Welcome to the R.A.G, a guide about Amazon's Redshift Database written for the Analyst's out there in the world who use it.
takes a deep breath
As Redshift is an Amazon product it should come as no surprise that it is hosted on AWS. This is where the 'Cloud Managed' part comes into place. You can't setup your own server in the backroom and 'install' Redshift on it. Redshift exists only within the AWS platform and for the end user that's a good thing. As it's a managed service AWS takes care of the servers, backups, infrastructure maintenance, upgrades and so much more. It's also built to connect to all the other AWS services seamlessly, things like Kinesis, S3, Glue all work with Redshift with very little setup needed.
To understand OLAP, I find it best to explain OLTP first.
An OLTP, or Online Transaction Processing, is a system tuned to do reading, writing, updating and deleting of single records as fast as possible.
Let’s look at Facebook. They have about two billion user accounts. If you’ve done any analytics before you know that to query a table with 2 billion rows takes minutes at the very least.

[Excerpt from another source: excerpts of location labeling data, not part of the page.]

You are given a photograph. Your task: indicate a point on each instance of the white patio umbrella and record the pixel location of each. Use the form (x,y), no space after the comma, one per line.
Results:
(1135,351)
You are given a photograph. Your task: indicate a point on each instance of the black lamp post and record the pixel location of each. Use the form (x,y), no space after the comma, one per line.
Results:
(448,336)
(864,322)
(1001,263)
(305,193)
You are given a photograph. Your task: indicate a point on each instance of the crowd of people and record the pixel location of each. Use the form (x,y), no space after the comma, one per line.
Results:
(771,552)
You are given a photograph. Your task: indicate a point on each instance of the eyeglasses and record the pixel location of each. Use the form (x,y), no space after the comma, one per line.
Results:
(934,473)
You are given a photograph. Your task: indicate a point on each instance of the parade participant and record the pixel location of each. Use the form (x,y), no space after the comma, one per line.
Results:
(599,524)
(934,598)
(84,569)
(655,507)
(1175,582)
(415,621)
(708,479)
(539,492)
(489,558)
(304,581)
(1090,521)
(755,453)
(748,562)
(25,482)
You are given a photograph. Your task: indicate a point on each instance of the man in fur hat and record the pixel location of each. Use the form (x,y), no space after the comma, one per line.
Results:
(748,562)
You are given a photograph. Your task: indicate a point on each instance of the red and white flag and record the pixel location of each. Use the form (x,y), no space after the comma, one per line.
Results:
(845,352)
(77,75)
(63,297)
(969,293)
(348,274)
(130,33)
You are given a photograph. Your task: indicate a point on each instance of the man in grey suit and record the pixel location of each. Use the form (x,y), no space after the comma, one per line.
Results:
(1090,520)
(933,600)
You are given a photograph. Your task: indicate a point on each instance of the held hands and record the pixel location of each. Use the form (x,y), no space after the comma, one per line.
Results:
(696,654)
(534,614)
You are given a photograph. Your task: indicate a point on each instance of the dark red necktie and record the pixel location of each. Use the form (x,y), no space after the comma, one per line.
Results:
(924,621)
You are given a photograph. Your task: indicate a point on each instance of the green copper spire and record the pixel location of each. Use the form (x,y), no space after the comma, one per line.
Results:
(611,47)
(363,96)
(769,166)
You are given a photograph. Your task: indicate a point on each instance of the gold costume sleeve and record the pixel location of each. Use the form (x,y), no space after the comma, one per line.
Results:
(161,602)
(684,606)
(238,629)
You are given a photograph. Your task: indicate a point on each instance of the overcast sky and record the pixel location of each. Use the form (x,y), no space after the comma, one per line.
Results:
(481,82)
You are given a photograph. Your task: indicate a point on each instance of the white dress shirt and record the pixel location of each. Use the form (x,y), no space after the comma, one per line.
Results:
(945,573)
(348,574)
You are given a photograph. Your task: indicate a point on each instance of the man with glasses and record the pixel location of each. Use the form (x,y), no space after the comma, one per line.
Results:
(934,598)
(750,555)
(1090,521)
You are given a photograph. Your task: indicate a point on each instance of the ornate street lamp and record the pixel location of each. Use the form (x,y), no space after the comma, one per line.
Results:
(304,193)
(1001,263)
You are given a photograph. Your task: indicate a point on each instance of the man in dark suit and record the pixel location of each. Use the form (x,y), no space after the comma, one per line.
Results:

However when you log into Facebook it searches that entire database makes sure your user name and password match and lets you in all within a few milliseconds.
Now what Facebook is actually doing in their back end is far more complicated than that, however, it works as an apt example of an OLTP process at work. OLTP excels at doing one thing at a time very very fast. Which is why we refer to it as transactional processing.
A lot of time and care is taken to build tables and data structures that can be read and updated as fast as possible.
What this often results in are tables that aren't very human readable. For example what you think should be one table is in fact four, and instead of any readable information it might be a series of numbers, for example User: 5895352 did action: 94833 on object: 482141. Databases process numbers faster than strings of characters and things can be sped up by using hierarchies i.e. 'where actionid > 1000'.
Some OLTP databases don't even retain a history of changes as this keeps the database lean.
So to recap, an OLTP database, is built to do single transactions as fast as possible, achieved by doing whatever it can to transact as fast as possible.
Then lets throw in the fact that OLTP databases are, more often than not, production databases connected to live websites / apps where anything that could slow down the database i.e. a complex query, could slow down the app/website.
Do you start to get an inkling as to why an OLTP system might not be fit to crunch big data datasets?
Enter the Online Analytical Processing (OLAP) way of doing things. An OLAP is built to be searched. It's built to have a boat-load of data stored within it and for users to slice, join, and dice to their hearts content over sometimes billions of rows of data.
The subtleties in how it stores and handles data give it that edge when you want to run complex queries. However transactional activities like inserting, updating and deleting take much longer in an OLAP enviroment.
It will never beat an OLTP system in retrieving a single record of information however an OLTP system won't beat an OLAP in joining a two billion row table to a five billion row table and grouping by the first five columns while calculating the median on the sixth.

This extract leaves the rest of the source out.